To take, or not to take—that is the question: Whether ‘tis nobler to wait until 70 for the outrageous fortune of a larger Social Security check, or suffer the slings and arrows of a reduced benefit at age 62. Social Security is an important part of retirement income for many Americans and deciding when to begin benefits is a key decision.

If you begin taking benefits at age 62 the amount you receive will be less than your full retirement benefit amount. If your full retirement age (FRA) is 66, the reduction of benefits at age 62 is 25%, at age 63 it’s about 20%, at age 64 it’s 13.3%, and at age 65 the reduction is approximately 6.7%.
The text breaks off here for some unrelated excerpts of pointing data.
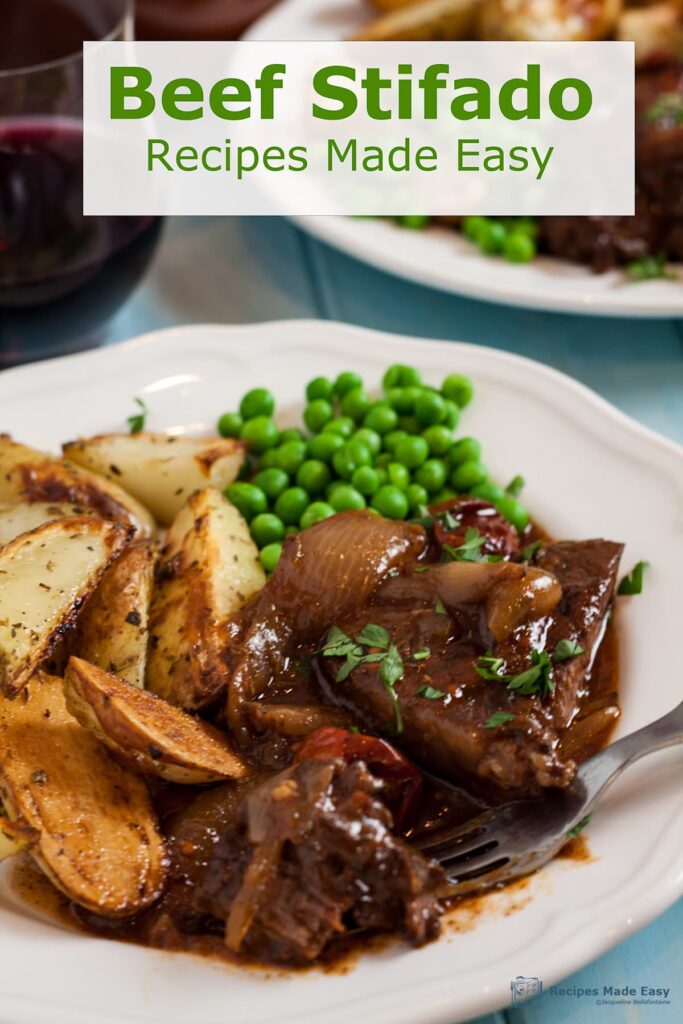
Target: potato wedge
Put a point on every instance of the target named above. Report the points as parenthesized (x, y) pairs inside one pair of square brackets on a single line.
[(28, 475), (17, 519), (113, 629), (431, 19), (208, 569), (45, 577), (148, 734), (98, 841), (160, 471), (15, 837)]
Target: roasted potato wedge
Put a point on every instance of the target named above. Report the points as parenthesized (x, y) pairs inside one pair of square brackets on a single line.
[(97, 836), (160, 471), (556, 20), (208, 569), (148, 734), (45, 577), (15, 837), (113, 629), (28, 475), (17, 519), (430, 19)]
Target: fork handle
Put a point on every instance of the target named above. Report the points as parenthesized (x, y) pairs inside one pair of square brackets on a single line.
[(604, 767)]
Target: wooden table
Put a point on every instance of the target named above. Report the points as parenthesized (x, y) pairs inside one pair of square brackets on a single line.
[(246, 270)]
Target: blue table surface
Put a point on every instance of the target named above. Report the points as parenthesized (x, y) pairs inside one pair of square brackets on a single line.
[(246, 270)]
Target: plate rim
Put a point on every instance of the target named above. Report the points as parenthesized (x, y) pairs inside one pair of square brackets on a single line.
[(442, 1004)]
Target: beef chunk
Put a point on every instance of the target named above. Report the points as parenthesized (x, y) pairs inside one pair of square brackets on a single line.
[(309, 856), (453, 734)]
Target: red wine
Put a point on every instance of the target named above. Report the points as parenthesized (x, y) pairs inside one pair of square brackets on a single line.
[(47, 247)]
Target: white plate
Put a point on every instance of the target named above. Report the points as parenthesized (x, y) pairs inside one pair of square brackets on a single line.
[(590, 472), (442, 258)]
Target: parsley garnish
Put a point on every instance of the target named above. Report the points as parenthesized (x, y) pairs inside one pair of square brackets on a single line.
[(339, 644), (515, 486), (633, 584), (579, 827), (649, 268), (137, 420), (498, 718), (429, 692), (566, 649)]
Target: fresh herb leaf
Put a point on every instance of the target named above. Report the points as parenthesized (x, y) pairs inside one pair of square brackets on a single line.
[(374, 636), (530, 550), (137, 420), (566, 649), (498, 718), (429, 692), (633, 584), (579, 827), (649, 268), (515, 486)]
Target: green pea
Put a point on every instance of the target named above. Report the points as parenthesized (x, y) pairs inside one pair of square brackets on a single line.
[(343, 426), (324, 445), (346, 382), (267, 528), (390, 502), (412, 452), (319, 387), (258, 401), (459, 389), (355, 403), (452, 415), (315, 513), (291, 505), (351, 457), (290, 456), (317, 414), (271, 481), (391, 439), (345, 497), (492, 238), (430, 409), (270, 556), (381, 418), (400, 376), (369, 437), (249, 500), (431, 475), (519, 247), (488, 492), (397, 475), (229, 425), (260, 433), (366, 480), (417, 497), (468, 475), (439, 439), (465, 450), (513, 511), (313, 476)]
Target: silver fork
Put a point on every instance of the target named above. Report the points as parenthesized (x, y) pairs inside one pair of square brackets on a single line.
[(518, 838)]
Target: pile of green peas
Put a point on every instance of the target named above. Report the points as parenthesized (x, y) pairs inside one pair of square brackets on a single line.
[(394, 455)]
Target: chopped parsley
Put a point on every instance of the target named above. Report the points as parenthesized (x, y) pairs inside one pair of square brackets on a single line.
[(498, 718), (137, 420), (429, 692), (515, 486), (579, 827), (633, 584)]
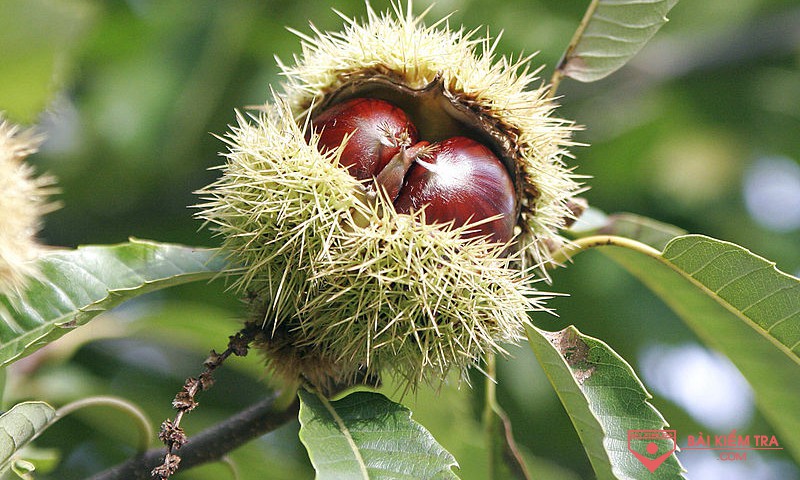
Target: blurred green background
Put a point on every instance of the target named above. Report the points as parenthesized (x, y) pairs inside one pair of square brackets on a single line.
[(701, 129)]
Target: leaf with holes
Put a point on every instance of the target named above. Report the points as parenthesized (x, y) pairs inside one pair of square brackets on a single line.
[(604, 400), (739, 304), (610, 34), (74, 286), (365, 435), (19, 426)]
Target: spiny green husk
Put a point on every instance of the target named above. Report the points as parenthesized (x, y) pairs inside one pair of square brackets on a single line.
[(343, 300), (23, 202), (346, 288)]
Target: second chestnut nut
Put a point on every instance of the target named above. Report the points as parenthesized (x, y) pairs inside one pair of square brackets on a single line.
[(456, 180)]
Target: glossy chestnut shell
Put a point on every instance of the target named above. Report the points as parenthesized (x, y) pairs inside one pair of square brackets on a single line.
[(457, 180)]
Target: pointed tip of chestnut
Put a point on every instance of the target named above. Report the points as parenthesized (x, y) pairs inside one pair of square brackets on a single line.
[(377, 131)]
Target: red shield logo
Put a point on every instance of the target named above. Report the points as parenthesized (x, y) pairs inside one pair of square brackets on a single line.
[(652, 447)]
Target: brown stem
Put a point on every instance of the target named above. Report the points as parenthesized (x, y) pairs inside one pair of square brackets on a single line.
[(171, 432), (211, 444)]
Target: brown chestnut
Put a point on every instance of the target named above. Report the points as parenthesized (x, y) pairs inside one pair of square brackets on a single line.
[(377, 129), (462, 181), (457, 180)]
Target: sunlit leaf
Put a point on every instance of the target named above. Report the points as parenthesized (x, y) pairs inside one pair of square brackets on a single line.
[(19, 426), (74, 286), (739, 304), (610, 34), (604, 399), (366, 436)]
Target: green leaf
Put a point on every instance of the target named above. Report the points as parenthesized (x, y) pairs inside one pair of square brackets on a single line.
[(19, 426), (505, 458), (74, 286), (604, 399), (365, 435), (739, 304), (610, 34)]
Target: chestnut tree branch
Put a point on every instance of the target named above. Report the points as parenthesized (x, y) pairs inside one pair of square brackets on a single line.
[(211, 444)]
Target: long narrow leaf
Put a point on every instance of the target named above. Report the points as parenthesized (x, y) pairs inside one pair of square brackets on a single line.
[(367, 436), (739, 304), (605, 401), (19, 426), (610, 34), (74, 286)]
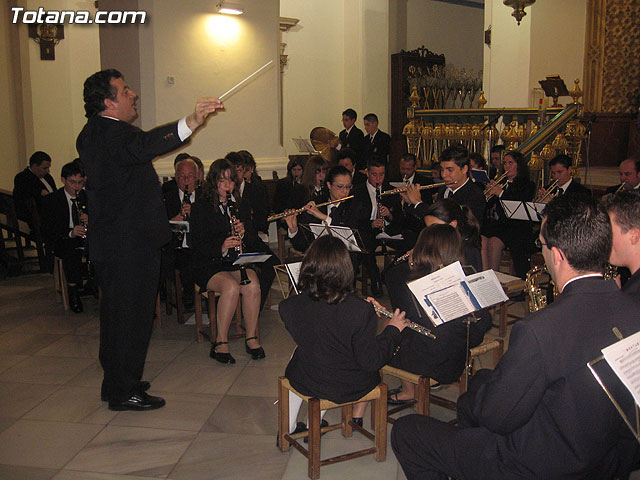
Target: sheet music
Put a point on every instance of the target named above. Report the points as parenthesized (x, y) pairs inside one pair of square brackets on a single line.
[(293, 270), (624, 359), (343, 233), (252, 257)]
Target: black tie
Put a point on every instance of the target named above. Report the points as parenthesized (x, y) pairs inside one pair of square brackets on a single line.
[(75, 214)]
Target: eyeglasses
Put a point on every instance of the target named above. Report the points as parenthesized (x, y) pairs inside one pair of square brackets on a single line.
[(539, 244)]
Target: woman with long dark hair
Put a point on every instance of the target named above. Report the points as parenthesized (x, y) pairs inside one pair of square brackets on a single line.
[(216, 236), (460, 217), (442, 358), (338, 354), (500, 232)]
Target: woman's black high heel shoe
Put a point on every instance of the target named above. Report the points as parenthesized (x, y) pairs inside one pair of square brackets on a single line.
[(256, 353), (221, 357)]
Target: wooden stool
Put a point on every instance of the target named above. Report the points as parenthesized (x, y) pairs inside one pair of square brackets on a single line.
[(495, 345), (235, 327), (60, 283), (315, 405), (421, 400)]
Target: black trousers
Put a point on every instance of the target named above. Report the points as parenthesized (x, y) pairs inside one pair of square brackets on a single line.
[(129, 284)]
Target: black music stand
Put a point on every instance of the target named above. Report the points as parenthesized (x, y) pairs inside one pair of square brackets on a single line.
[(554, 87)]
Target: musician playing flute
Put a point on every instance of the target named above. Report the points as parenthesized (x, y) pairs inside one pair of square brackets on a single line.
[(540, 413)]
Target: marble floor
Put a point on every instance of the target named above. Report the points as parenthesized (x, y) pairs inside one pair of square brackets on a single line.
[(219, 422)]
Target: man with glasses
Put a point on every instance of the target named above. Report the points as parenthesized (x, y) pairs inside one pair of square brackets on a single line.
[(540, 413)]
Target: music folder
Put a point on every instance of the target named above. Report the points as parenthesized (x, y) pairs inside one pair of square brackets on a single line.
[(348, 236), (623, 357)]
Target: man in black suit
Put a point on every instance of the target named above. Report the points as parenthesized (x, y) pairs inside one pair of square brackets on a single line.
[(561, 167), (64, 225), (540, 413), (629, 176), (33, 183), (346, 158), (177, 254), (410, 201), (376, 142), (624, 212), (352, 137), (128, 227), (384, 214)]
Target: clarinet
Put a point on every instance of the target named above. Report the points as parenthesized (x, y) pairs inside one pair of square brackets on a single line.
[(244, 279), (412, 325)]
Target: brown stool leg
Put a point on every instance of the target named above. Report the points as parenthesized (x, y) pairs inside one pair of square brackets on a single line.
[(314, 438), (283, 416), (380, 429), (422, 396)]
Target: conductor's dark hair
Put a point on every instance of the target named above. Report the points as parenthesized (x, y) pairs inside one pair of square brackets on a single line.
[(347, 153), (216, 172), (72, 168), (371, 117), (97, 88), (351, 113), (579, 227), (437, 246), (326, 271), (562, 159), (625, 206), (449, 210), (38, 157), (523, 167), (335, 171), (456, 153)]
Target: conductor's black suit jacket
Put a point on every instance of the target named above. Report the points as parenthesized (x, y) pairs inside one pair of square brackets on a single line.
[(127, 212), (540, 413)]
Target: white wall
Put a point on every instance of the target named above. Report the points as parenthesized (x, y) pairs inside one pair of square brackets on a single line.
[(454, 30), (52, 101), (313, 80), (207, 54)]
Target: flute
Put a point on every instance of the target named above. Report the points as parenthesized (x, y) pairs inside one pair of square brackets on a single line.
[(421, 187), (278, 216), (412, 325)]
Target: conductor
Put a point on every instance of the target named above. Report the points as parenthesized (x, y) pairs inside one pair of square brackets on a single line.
[(128, 226)]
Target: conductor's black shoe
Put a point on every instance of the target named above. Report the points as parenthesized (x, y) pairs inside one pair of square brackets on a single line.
[(221, 357), (140, 401), (75, 304), (256, 353), (143, 386)]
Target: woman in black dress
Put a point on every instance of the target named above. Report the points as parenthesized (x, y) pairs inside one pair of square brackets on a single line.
[(214, 250), (338, 354), (444, 357), (500, 232)]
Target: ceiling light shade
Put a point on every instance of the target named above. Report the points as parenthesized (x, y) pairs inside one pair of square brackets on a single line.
[(229, 8)]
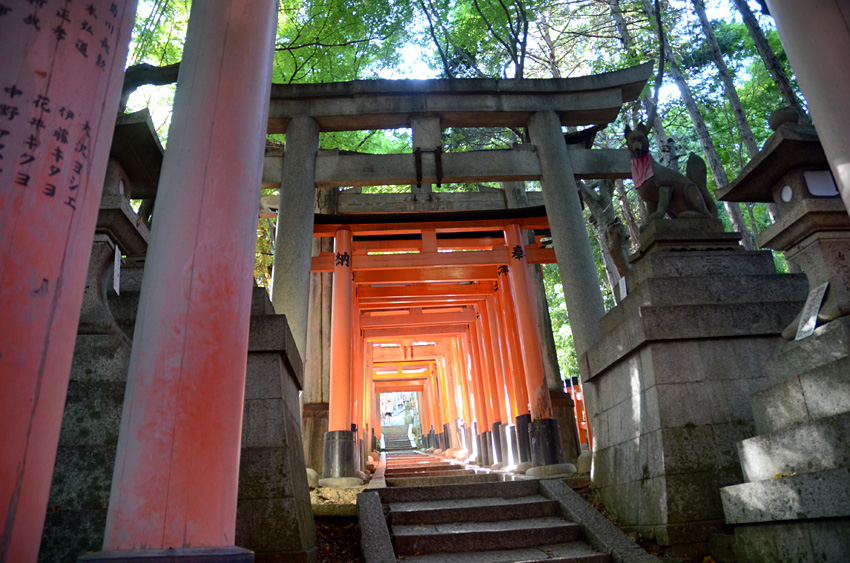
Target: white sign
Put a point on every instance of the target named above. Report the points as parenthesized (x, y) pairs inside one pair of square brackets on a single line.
[(623, 289), (116, 271), (809, 316)]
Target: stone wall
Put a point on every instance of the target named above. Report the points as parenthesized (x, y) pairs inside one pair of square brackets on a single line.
[(668, 384)]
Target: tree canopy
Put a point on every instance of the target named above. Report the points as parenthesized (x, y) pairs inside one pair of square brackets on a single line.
[(726, 72)]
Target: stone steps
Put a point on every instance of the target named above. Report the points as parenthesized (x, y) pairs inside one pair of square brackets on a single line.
[(573, 552), (423, 472), (475, 517), (472, 510), (818, 446), (460, 536)]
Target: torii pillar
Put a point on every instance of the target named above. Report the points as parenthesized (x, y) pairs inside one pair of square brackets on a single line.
[(338, 451), (59, 91), (569, 236), (174, 485), (546, 448)]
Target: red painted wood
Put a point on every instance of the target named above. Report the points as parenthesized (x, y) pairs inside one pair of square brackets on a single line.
[(538, 391), (60, 76), (176, 471), (339, 401)]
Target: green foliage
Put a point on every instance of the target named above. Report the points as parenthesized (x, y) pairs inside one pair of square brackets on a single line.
[(567, 360), (337, 40)]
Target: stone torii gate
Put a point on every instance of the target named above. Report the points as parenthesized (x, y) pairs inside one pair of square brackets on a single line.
[(543, 106)]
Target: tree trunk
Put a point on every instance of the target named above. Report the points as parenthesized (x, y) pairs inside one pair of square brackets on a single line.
[(610, 231), (714, 164), (777, 71), (741, 122), (628, 43), (628, 214)]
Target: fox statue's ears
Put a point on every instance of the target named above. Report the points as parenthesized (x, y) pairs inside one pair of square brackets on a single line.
[(640, 128)]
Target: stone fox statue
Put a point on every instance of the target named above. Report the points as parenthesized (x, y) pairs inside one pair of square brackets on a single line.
[(666, 191)]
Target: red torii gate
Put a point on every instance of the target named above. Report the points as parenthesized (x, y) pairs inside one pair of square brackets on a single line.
[(472, 254)]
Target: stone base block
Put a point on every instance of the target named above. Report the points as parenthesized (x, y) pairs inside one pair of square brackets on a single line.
[(825, 494), (553, 470), (341, 482), (811, 541), (546, 448), (523, 421), (820, 445), (227, 554), (338, 454)]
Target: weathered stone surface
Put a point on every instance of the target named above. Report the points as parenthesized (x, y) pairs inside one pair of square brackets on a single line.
[(817, 446), (274, 517), (794, 542), (68, 534), (82, 474), (823, 494), (312, 478), (829, 344), (670, 380)]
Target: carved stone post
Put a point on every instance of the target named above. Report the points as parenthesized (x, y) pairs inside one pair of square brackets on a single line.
[(293, 240), (59, 87), (176, 471)]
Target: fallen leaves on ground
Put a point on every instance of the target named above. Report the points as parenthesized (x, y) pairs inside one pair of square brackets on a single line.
[(338, 540)]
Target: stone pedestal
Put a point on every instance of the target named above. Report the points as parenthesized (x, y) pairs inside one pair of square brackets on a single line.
[(314, 424), (273, 516), (670, 378), (82, 474), (793, 505)]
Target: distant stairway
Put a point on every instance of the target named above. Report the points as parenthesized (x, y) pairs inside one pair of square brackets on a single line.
[(469, 517), (396, 439), (411, 469), (483, 522)]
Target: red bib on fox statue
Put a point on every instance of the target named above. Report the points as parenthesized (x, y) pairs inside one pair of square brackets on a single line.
[(642, 169)]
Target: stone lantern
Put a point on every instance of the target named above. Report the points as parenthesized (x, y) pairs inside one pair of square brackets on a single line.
[(812, 227), (793, 503)]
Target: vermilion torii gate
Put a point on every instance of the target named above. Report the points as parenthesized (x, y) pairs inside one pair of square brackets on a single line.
[(477, 384), (543, 106)]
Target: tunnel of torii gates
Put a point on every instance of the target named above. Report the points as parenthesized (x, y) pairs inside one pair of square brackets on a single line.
[(177, 462), (462, 285), (460, 277)]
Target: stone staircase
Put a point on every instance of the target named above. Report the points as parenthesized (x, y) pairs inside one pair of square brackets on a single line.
[(484, 518), (794, 503), (412, 469), (395, 439)]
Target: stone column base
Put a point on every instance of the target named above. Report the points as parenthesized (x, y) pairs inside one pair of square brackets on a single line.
[(546, 446), (339, 455), (227, 554), (523, 421), (497, 443), (484, 457)]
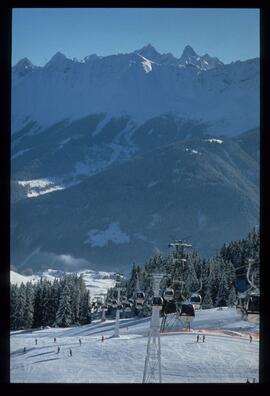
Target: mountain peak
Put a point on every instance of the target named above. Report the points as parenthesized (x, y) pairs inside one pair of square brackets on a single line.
[(24, 66), (188, 51), (58, 59), (148, 51)]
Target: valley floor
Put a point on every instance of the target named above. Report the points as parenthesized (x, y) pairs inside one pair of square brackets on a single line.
[(227, 355)]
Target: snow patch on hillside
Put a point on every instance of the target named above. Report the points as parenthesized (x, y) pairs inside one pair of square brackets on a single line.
[(40, 186), (219, 141), (100, 238), (98, 282)]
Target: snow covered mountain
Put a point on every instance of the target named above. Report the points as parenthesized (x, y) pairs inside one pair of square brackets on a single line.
[(140, 85), (113, 155), (204, 187)]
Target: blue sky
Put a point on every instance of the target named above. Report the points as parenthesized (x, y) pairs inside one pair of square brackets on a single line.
[(38, 33)]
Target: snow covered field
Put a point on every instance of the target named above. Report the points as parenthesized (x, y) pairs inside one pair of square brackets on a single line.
[(98, 282), (226, 355)]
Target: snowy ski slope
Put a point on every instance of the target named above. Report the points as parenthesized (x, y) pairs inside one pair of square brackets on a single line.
[(226, 355)]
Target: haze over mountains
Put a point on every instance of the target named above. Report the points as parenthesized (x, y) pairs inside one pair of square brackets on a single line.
[(112, 156)]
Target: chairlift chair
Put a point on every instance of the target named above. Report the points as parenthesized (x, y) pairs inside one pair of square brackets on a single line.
[(187, 312), (140, 296), (157, 302), (168, 294), (196, 300)]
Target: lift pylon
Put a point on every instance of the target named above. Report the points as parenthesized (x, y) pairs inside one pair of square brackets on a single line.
[(152, 366)]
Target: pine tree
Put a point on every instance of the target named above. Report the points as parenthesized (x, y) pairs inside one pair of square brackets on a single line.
[(14, 292), (84, 308), (64, 312), (20, 308), (29, 306), (207, 300), (231, 297)]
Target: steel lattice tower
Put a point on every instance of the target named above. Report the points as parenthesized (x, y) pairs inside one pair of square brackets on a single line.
[(152, 366)]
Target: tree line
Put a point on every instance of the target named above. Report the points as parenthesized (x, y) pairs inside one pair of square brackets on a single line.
[(61, 303), (218, 277)]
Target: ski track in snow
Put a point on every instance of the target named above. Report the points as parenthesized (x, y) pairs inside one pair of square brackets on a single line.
[(225, 356)]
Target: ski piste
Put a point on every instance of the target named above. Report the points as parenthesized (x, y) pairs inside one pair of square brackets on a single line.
[(227, 355)]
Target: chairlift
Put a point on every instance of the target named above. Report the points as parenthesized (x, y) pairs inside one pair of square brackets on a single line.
[(196, 300), (187, 312), (114, 304), (157, 301), (168, 294), (138, 305), (140, 296), (127, 306)]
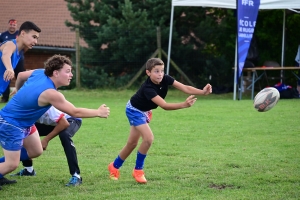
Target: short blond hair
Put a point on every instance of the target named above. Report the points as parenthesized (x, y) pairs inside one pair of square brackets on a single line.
[(152, 62)]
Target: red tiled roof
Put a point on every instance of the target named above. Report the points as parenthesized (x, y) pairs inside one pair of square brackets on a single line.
[(49, 15)]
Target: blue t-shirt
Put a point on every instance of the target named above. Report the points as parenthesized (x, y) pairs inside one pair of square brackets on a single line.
[(8, 36), (23, 109), (15, 57)]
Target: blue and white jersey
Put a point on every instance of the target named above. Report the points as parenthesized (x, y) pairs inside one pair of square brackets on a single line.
[(23, 109), (15, 57)]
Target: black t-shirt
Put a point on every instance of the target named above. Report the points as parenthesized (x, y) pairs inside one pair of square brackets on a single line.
[(8, 36), (142, 98)]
If your FRA is older than 66 you may see as much as a 30% reduction of your full retirement benefit amount by starting Social Security at age 62. The decision to take reduced benefits may also affect the amount your spouse receives if their Social Security check is based on your work history rather than theirs.

If you begin Social Security at your full retirement age you will receive 100% of your primary insurance amount. If your spouse receives the spousal benefit at their FRA, they receive 50% of your benefit amount. As an example, if you retire at full retirement age and your Social Security benefit is $1000 and your spouse receives the spousal benefit at their full retirement age, your spouse will receive $500. The combined monthly income is $1500.

If your full retirement age is 66 and you begin taking Social Security at 62, your benefit will be reduced by 25% ($750) and your spouse’s benefit will be reduced by 30% ($350). If you begin taking Social Security at 62 the reduced, combined monthly income is $1100. See the grid for your specific situation.

However, if you wait to draw Social Security until after your full retirement age (FRA) you’ll get more money. Social Security assigns delayed credits to your account which translates to an 8% annual increase from your FRA to the age you begin taking benefits. At age 70 benefits plateau and there is no advantage to wait.

Another consideration about when to draw Social Security is whether you will continue working after you retire. If you retire at 62 and continue working, in 2017, you can earn up to $16,920 with no consequences. Cross that threshold and the government will take back $1 for every $2 you earn above that amount. Once you hit full retirement age you can earn all you want without Social Security dollars being taken away.

There are lots of moving parts to decide when to begin taking Social Security benefits.  It’s a good idea to consult with people who are familiar with the system before making your decision.  You don’t want to leave money on the table.